Joyau architectural de la Côte d'Émeraude, la Villa Collignon conjugue rigueur classique, audace Art Déco et ancrage breton dans une œuvre singulière signée Pol Abraham, dressée face à l'Atlantique en 1925.
Nichée dans le bourg de Fréhel, aux portes du cap qui lui donne son nom et de ses landes sauvages battues par les vents, la Villa Collignon constitue l'une des œuvres les plus intrigantes de l'architecture résidentielle bretonne du début du XXe siècle. Inscrite aux Monuments Historiques en 1995, elle témoigne d'un moment rare où plusieurs courants esthétiques semblent se croiser sans se contredire, offrant au regard un édifice à la fois familier et déroutant. Ce qui rend la villa véritablement singulière, c'est la manière dont son architecte, Pol Abraham, a su réconcilier des vocabulaires apparemment opposés. La symétrie rigoureuse de la façade, digne d'un hôtel particulier parisien, dialogue avec des ornements géométriques tout droit issus de l'Art Déco triomphant des années 1920, tandis que le traitement de la toiture et certains détails de maçonnerie évoquent discrètement l'architecture vernaculaire des maisons côtières armoricaines. Cette triple appartenance fait de la Villa Collignon un document architectural d'une richesse peu commune. Pour l'amateur de patrimoine, la découverte de la villa s'opère d'abord en extérieur : le jeu des volumes, la qualité du dessin des ouvertures et la tension entre sobriété et décoration constituent à elles seules une leçon d'architecture. L'inscription partielle au titre des Monuments Historiques confère à l'édifice une reconnaissance officielle tout en soulignant la complexité d'un bâtiment dont toutes les parties ne présentent pas le même intérêt patrimonial. Le cadre renforce encore l'attrait du lieu. Fréhel, avec ses falaises de grès rose surplombant la mer et ses phares emblématiques, offre un arrière-plan naturel d'une beauté austère. La villa, construite dans cet environnement exceptionnel, appartient pleinement au paysage culturel et naturel de la Côte d'Émeraude, cette portion de littoral breton où le granit, la lumière rase et l'iode semblent imposer aux bâtisseurs une exigence particulière.
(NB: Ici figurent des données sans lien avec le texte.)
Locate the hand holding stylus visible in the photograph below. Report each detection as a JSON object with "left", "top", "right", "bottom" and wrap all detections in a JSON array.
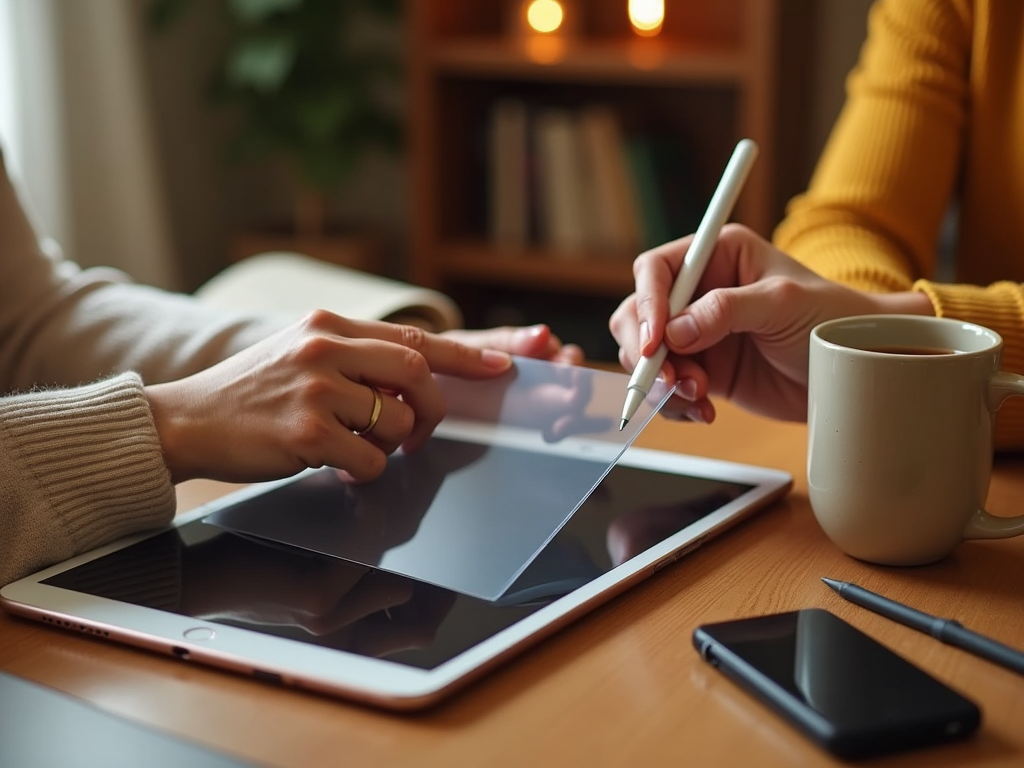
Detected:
[
  {"left": 609, "top": 162, "right": 930, "bottom": 422},
  {"left": 618, "top": 138, "right": 758, "bottom": 430}
]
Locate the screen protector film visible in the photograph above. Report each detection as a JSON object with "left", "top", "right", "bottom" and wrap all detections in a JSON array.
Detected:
[{"left": 205, "top": 357, "right": 672, "bottom": 600}]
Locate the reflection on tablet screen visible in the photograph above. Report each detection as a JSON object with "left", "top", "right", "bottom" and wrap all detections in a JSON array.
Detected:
[
  {"left": 44, "top": 465, "right": 750, "bottom": 669},
  {"left": 206, "top": 359, "right": 671, "bottom": 600}
]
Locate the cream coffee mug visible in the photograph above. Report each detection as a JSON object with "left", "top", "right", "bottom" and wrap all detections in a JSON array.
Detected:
[{"left": 807, "top": 315, "right": 1024, "bottom": 565}]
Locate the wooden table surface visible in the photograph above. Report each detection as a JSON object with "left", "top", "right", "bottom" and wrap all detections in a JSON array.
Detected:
[{"left": 0, "top": 404, "right": 1024, "bottom": 768}]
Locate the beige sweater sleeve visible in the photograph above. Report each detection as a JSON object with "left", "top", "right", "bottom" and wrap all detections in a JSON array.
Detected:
[
  {"left": 0, "top": 373, "right": 174, "bottom": 584},
  {"left": 0, "top": 150, "right": 285, "bottom": 585}
]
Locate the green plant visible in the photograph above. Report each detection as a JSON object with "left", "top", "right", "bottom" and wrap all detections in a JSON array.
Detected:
[{"left": 148, "top": 0, "right": 401, "bottom": 233}]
La Villa Collignon se distingue par sa composition tripartite, où la symétrie classique structure l'ensemble sans jamais l'alourdir. La façade principale, ordonnée autour d'un axe central marqué, déploie ses ouvertures selon un rythme mesuré qui trahit la formation académique de Pol Abraham. Les encadrements de fenêtres et les éléments décoratifs géométriques, caractéristiques du vocabulaire Art Déco des années 1920, viennent animer une surface qui, sans eux, pourrait paraître austère. L'architecte joue habilement de la ligne droite et de la sobriété ornementale, fidèle à l'esprit de ce style qui triomphera à l'Exposition internationale des Arts Décoratifs de Paris en 1925, année même de la construction de la villa. La dimension régionaliste de l'édifice se manifeste dans le traitement de la toiture et dans le choix de certains matériaux de maçonnerie, qui font écho aux traditions constructives de l'architecture bretonne côtière. Pol Abraham évite ainsi le pastiche folkloriste tout en ancrant son œuvre dans son territoire d'implantation. Le résultat est un édifice de taille moyenne, à l'échelle d'une demeure bourgeoise de villégiature, qui s'intègre avec naturel dans le tissu urbain et paysager de Fréhel tout en se distinguant nettement des constructions ordinaires de la station.